Milano, 1836. Due giovani, Vico e Michelina, si amano follemente. Camilla, la crudele madre della ragazza, si oppone alla relazione perché, nella sua mente, aveva previsto un diverso “partito” per la figlia. Gli appuntamenti di nascosto tra i due giovani. L’ “esilio” di Michelina dall’amata zia Teresa. L’epidemia di colera che, l’amata zia, porta via. I subdoli sotterfugi orditi da loschi personaggi sedicenti artisti. Un tentato delitto. Il ricongiungimento in nozze dei due amanti.

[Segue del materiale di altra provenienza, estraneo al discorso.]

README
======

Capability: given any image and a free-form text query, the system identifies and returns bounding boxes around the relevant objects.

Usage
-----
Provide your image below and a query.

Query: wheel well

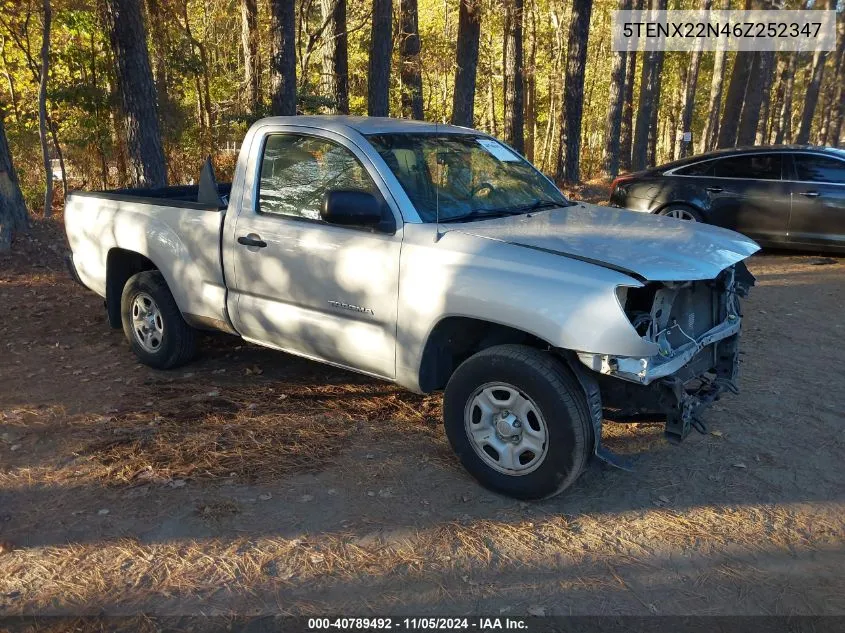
[419,317,551,393]
[106,248,158,329]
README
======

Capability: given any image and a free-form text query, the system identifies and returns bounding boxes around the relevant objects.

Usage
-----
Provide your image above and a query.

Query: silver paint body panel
[65,117,758,391]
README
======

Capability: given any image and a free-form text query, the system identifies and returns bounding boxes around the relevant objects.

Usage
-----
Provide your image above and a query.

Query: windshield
[368,133,569,222]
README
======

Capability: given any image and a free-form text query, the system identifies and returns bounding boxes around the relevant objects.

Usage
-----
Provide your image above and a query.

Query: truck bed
[72,182,232,210]
[65,183,231,329]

Sono, questi, gli ingredienti principali di un tipico romanzo ottocentesco. Ed è proprio la trama di Michelina – Scena milanse del 1836, un breve romanzo (che, rispetto ai topoi poco fa elencati, si carica di un notevole finale inatteso) scritto nel 1842 da Temistocle Solera e riedito, dopo oltre un secolo e mezzo, dalle edizioni NeoClassica (pagg. 117, euro 20).
L’iniziativa editoriale della piccola casa editrice romana ha il merito di gettare luce su un nome certamente non tra i più diffusi. Eppure, quando diede alle stampe Michelina nel 1842, Temistocle Solera era uno scrittore all’apice della notorietà. Un successo dovuto a un testo che egli aveva scritto poco prima, sempre nel 1842: il libretto del Nabucco di Giuseppe Verdi. La collaborazione con l’operista italiano era, però, nata qualche anno prima, nel 1839, quando Verdi musicò una poesia di Solera, L’esule, e, nello stesso anno, lo scrittore scrisse il libretto per l’Oberto, Conte di San Bonifacio. Le luci della ribalta, però, giunsero col Nabucco e fu proprio sulla scia di quella popolarità come librettista che Solera stese il suo (unico) romanzo, Michelina.
Nato il giorno di Natale del 1815, Solera apparteneva a una famiglia benestante. Studiò a Vienna, al Collegio Imperiale per poi rientrare a Milano, agli inizi degli anni Quaranta dell’Ottocento, e iniziare la carriera di scrittore pubblicando due raccolte di poesie. Per Verdi, oltre all’Oberto e al Nabucco, scrisse anche i libretti de I Lombardi alla prima crociata (1843) e Giovanna d’Arco (1845). Iniziò il libretto dell’Attila, ma lo interruppe quando decise di partire per la Spagna nel 1845 nel disperato tentativo di coprire i perenni debiti costringendo Verdi a rivolgersi a Francesco Maria Piave. In Spagna, fu giornalista, impresario e direttore d’orchestra e, nel 1853, scrisse il dramma lirico in tre atti La hermana de Pelayo. Solera, infatti, fu anche compositore. Il suo melodramma Ildegonda del 1840, tratto da una novella di Tommaso Grossi, venne rappresentato alla Scala milanese; l’anno seguente, nel 1841, scrisse la sua seconda opera, Il contadino d’Agliate e, nel 1843, Genio e sventura.
Genio e sventura, appunto. Perennemente squattrinato, la contessa Clara Maffei decise di aiutarlo: alla raccolta partecipò anche Verdi che, però, non avendogli perdonato l’abbandono dell’Attila, specificò «con la condizione che il mio nome non vi figuri perché non è mia intenzione d’avere alcun rapporto diretto con lui».
Per una strana coincidenza del Cielo, che lo fece venire alla luce a Natale, il giorno della “Nascita” per eccellenza, Solera morì altrettanto simbolicamente il 21 aprile, giorno di Pasqua, del 1878.
Il romanzo Michelina, oggi nuovamente disponibile ai lettori, anche se scritto con una prosa ottocentesca di certo non sempre facile e scorrevole, ridona il giusto posto a un testo e a un autore di tutto rispetto nel panorama letterario (e musicologico) italiano.